Made of a quartz wafer coated with gold in an oval shape roughly 2 by 4 millimeters, NIST's "racetrack" ion trap features 150 work zones where qubits—ions encoding 1s and 0s in their "spins"—could be stored and transported using electric fields and manipulated with laser beams for information processing. The trap theoretically could be scaled up to a much larger number of zones and mass fabricated in a variety of materials. Preliminary testing of the trap, including loading of 10 magnesium ions at once and transport of an ion through a junction between channels, is described in a new paper.*
Geometry is a key feature of the new trap design. This is the first demonstration of ion transport through a junction in a trap where all electrodes are located on one flat surface, a more scalable design than the multilayer ion traps originally developed. The various electrodes are used to position and move the ions. At least three adjacent electrodes are needed to hold an ion in a dedicated energy "well." This well and the ion can then be moved around to different locations by applying voltages to several other electrodes. The modular design would allow the addition of extra rings, which could significantly increase capabilities, according to Jason Amini, who designed the trap while a NIST postdoctoral researcher and is now at the Georgia Tech Quantum Institute in Atlanta.
"The trap design demonstrates the use of a basic component library that can be quickly assembled to form structures optimized for a particular experiment," Amini says. "We can imagine rapid development of traps tailored to individual experiments."
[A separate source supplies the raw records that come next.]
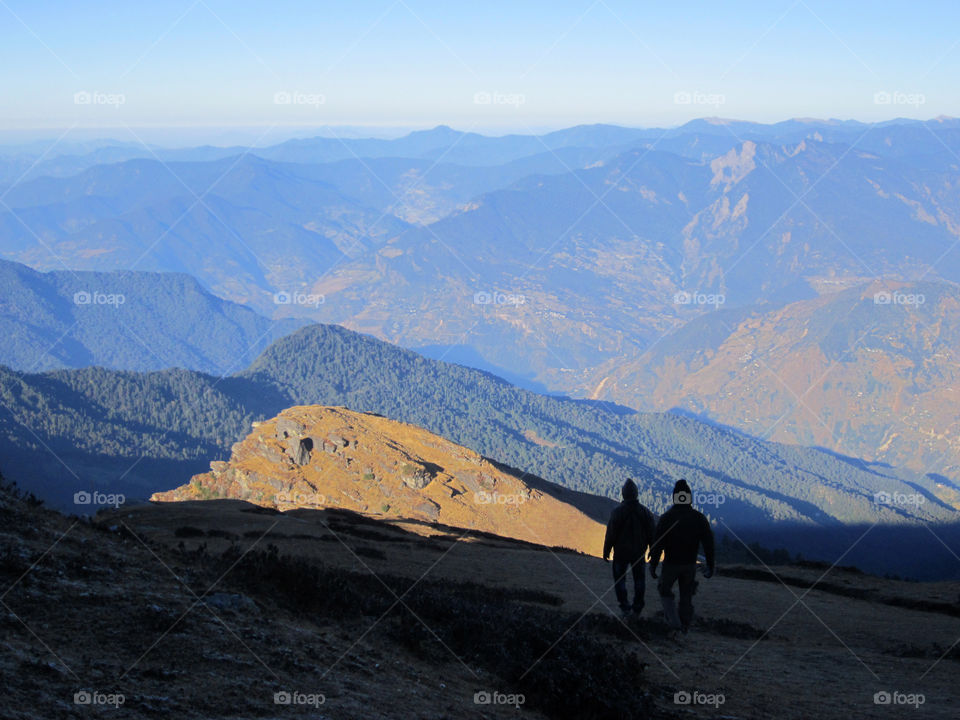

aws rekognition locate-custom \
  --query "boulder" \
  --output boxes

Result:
[250,442,285,465]
[285,436,313,465]
[402,467,433,490]
[275,417,306,440]
[455,470,482,493]
[413,499,440,522]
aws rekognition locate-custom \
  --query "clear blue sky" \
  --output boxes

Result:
[1,0,958,143]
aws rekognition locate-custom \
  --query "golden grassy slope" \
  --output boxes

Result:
[151,405,605,556]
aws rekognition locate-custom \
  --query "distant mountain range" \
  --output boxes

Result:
[3,119,960,575]
[8,119,960,376]
[4,117,960,183]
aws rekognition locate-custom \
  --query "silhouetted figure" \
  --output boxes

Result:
[603,478,655,617]
[649,479,715,633]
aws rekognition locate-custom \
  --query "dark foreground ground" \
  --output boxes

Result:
[2,490,959,719]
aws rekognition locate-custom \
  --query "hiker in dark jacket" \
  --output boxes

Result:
[603,479,655,617]
[649,479,715,633]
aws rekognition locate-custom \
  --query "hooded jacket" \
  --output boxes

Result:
[603,482,655,562]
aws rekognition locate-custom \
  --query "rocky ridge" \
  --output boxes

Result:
[151,405,606,555]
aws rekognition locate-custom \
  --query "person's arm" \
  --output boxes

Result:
[643,508,656,557]
[701,515,716,576]
[649,515,666,575]
[603,508,620,561]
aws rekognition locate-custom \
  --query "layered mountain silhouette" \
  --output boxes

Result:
[301,135,960,382]
[3,120,960,578]
[7,120,960,331]
[2,323,957,576]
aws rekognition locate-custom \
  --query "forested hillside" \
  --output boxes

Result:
[0,259,305,373]
[3,324,956,569]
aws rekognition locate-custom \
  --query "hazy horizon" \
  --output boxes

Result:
[0,114,956,150]
[3,0,959,145]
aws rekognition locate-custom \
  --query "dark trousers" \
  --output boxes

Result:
[612,557,646,612]
[658,562,698,630]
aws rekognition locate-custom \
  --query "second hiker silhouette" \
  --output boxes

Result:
[649,479,716,634]
[603,478,655,617]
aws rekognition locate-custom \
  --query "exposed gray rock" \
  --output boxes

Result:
[284,437,313,465]
[455,471,482,493]
[275,417,305,440]
[262,444,286,465]
[263,476,285,491]
[413,499,440,522]
[402,467,433,490]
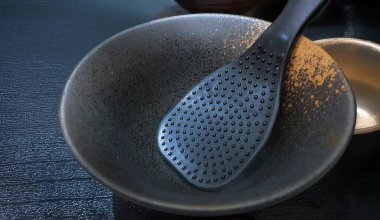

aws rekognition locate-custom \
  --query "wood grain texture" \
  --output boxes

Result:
[1,0,380,219]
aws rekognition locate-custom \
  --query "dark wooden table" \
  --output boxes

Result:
[1,0,380,219]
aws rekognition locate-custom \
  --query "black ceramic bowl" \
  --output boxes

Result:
[59,14,355,216]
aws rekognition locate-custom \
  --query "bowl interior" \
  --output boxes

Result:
[316,38,380,134]
[60,14,355,215]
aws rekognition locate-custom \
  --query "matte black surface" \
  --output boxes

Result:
[158,0,329,189]
[1,0,379,219]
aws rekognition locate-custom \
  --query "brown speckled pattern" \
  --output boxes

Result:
[281,37,350,129]
[60,14,356,215]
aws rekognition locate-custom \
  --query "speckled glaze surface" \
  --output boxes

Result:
[59,14,356,216]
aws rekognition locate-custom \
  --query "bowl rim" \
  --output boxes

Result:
[59,14,355,216]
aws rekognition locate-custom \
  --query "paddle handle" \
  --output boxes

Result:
[251,0,330,53]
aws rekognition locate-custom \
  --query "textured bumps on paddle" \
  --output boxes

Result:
[158,43,285,189]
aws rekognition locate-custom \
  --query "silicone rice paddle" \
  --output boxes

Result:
[157,0,329,189]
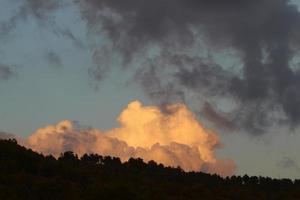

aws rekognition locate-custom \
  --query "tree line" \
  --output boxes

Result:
[0,139,299,200]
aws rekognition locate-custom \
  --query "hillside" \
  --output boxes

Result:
[0,139,299,200]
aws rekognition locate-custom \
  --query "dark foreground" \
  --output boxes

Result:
[0,139,300,200]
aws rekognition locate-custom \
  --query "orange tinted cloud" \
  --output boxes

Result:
[27,101,235,177]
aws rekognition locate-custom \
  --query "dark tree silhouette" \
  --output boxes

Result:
[0,139,300,200]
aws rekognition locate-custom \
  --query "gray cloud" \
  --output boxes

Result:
[52,26,86,49]
[278,156,300,172]
[0,0,87,50]
[76,0,300,135]
[201,102,235,131]
[0,0,61,37]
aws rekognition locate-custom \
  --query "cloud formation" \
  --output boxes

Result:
[26,101,235,177]
[77,0,300,135]
[201,102,235,131]
[2,0,300,135]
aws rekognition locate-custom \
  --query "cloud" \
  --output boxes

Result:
[52,26,86,49]
[0,0,61,37]
[278,156,300,172]
[25,101,235,177]
[0,1,87,50]
[2,0,300,135]
[201,102,235,131]
[76,0,300,135]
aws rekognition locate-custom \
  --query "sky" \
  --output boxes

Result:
[1,0,300,179]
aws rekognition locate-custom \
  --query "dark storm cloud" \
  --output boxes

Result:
[0,64,15,80]
[134,54,186,104]
[77,0,300,135]
[201,102,235,131]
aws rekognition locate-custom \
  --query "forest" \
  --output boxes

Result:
[0,139,300,200]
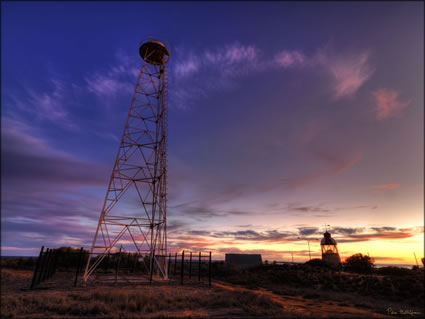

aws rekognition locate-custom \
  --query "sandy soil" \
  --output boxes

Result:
[213,281,391,318]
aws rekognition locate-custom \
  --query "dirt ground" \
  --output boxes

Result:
[0,268,418,318]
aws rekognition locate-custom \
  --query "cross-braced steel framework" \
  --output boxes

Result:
[83,39,170,283]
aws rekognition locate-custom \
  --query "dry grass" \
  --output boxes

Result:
[1,284,288,318]
[2,265,422,318]
[216,263,424,310]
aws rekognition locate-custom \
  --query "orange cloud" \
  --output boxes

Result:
[373,88,409,120]
[371,183,400,190]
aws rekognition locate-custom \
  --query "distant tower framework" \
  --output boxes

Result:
[83,39,170,283]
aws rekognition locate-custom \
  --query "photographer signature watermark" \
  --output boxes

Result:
[387,306,421,316]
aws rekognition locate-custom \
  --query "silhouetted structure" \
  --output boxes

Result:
[225,254,262,268]
[321,231,341,267]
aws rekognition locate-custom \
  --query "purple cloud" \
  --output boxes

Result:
[2,117,108,188]
[274,50,305,68]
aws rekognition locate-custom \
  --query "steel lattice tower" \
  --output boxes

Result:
[83,39,170,283]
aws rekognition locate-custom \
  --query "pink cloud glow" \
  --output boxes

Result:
[274,50,305,68]
[329,52,374,99]
[373,88,409,120]
[371,183,400,190]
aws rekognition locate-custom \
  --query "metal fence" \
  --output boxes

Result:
[30,246,88,290]
[30,246,212,289]
[166,251,212,286]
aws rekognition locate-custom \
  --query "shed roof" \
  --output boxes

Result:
[225,254,262,268]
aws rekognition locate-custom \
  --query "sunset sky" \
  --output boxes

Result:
[1,2,424,265]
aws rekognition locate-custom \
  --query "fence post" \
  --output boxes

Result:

The video shows the operation of NIST’s racetrack trap, a device for processing electrically charged atoms (ions) in a future quantum computer. The video is a composite to help visualize ion transport through the trap. The background is a computer-aided design drawing of Y-junction electrodes in the trap. Overlaid on that drawing is a video of a magnesium ion being moved by electric fields in the real trap. Credit: Amini/NIST
NIST scientists are continuing development of the racetrack ion trap as well as other designs. The new work was funded in part by the Intelligence Advanced Research Projects Activity and the Office of Naval Research. Four of the 10 authors of the new paper were postdoctoral or guest researchers at NIST at the time of the research and are currently affiliated with the Georgia Tech Quantum Institute, Atlanta, Ga.; Council for Scientific and Industrial Research, Pretoria, South Africa; Centre for Quantum Technologies, National University of Singapore; and Institut Neel-CNRS, Grenoble, France.
* J.M. Amini, H. Uys, J.H. Wesenberg, S. Seidelin, J. Britton, J.J. Bollinger, D. Leibfried, C. Ospelkaus, A.P. VanDevender and D.J. Wineland. Toward scalable ion traps for quantum information processing. New Journal of Physics. March 16, 2010.